Merchant Accounts and Payment Gateways: Telling the Difference
Written by: Charge.com Payment Solutions, Inc.
Learn the crucial differences between a merchant account and a payment gateway.
When customers slide their cards through credit card machines, they tend to take for granted what’s happening behind the scenes. There is a sophisticated system in place that allows businesses to move money from one account to another, all digitally, so that the funds are delivered almost instantly. The business owner needs a merchant account, which relies on something called a payment gateway to transfer the funds. If you’re feeling overwhelmed, not to worry! This brief guide will break down all concepts related to merchant accounts and payment gateways.
At first glance, a payment gateway seems a lot like a merchant account. Small business credit card processing requires a payment gateway, but that’s not the only piece of the puzzle. The gateway is the mechanism used to transfer money from the buyer to the seller. It’s the digital route money has to pass through, and it’s only required for transactions online. Gateways can be a component of either a payment processor or a merchant account, but they are not the entire service.
When you need credit card machines for your store, you have to get a merchant account. Some payment processing companies will ship a reader to you, like Square or PayPal, but you never really have full control as a business owner.
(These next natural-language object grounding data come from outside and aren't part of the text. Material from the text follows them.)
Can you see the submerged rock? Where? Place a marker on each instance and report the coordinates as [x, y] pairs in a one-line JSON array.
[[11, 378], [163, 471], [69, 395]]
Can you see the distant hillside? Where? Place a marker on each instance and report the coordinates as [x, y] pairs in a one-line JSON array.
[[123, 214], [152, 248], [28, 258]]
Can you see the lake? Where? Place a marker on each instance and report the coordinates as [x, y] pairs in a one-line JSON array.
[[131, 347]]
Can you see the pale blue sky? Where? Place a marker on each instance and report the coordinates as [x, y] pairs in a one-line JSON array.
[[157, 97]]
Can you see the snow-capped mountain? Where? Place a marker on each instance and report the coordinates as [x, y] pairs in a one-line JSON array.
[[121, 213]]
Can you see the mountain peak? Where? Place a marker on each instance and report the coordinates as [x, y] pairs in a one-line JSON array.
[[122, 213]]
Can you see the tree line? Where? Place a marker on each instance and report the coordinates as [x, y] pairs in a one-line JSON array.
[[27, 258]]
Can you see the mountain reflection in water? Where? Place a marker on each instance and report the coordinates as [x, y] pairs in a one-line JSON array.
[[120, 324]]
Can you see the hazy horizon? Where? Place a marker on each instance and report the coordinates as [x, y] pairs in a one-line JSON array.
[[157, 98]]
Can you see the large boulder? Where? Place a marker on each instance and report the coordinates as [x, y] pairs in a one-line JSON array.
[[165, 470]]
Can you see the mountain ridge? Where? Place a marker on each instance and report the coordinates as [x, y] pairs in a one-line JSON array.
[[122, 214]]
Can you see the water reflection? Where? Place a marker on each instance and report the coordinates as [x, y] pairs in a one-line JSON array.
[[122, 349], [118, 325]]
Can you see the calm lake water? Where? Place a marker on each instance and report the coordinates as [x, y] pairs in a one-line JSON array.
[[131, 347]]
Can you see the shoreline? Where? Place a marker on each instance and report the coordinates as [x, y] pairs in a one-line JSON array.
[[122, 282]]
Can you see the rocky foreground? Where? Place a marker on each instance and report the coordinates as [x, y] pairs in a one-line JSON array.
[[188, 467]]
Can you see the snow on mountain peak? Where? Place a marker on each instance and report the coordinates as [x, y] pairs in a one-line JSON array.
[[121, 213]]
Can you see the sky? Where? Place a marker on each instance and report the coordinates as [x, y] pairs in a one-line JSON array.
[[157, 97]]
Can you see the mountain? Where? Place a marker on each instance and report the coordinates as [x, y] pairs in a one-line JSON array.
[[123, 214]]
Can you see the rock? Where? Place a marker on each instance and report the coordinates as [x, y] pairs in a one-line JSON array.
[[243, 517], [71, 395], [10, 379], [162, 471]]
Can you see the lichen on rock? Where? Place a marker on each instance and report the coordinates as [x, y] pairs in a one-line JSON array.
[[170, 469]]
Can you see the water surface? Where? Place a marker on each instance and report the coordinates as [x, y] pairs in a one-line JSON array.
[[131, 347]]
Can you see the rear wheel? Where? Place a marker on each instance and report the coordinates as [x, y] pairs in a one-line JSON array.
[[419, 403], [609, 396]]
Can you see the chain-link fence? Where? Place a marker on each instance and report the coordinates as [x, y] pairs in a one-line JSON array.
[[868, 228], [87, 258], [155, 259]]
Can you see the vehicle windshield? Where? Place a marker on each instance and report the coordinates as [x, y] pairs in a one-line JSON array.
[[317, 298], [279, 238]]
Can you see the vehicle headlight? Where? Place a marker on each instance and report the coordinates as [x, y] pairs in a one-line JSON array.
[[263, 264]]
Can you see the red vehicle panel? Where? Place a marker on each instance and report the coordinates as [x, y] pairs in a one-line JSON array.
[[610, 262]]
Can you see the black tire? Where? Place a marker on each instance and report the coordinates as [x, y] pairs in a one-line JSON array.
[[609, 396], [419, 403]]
Say, for example, a customer wants to return an item they bought. A payment processor might hold funds and open a dispute. If the requirements to settle that dispute aren’t met, your account could be flagged for removal. Merchant accounts allow business owners to set their own policies and process transactions faster. They also provide a greater degree of security for the customer, because they utilize randomly generated number strings to process transactions.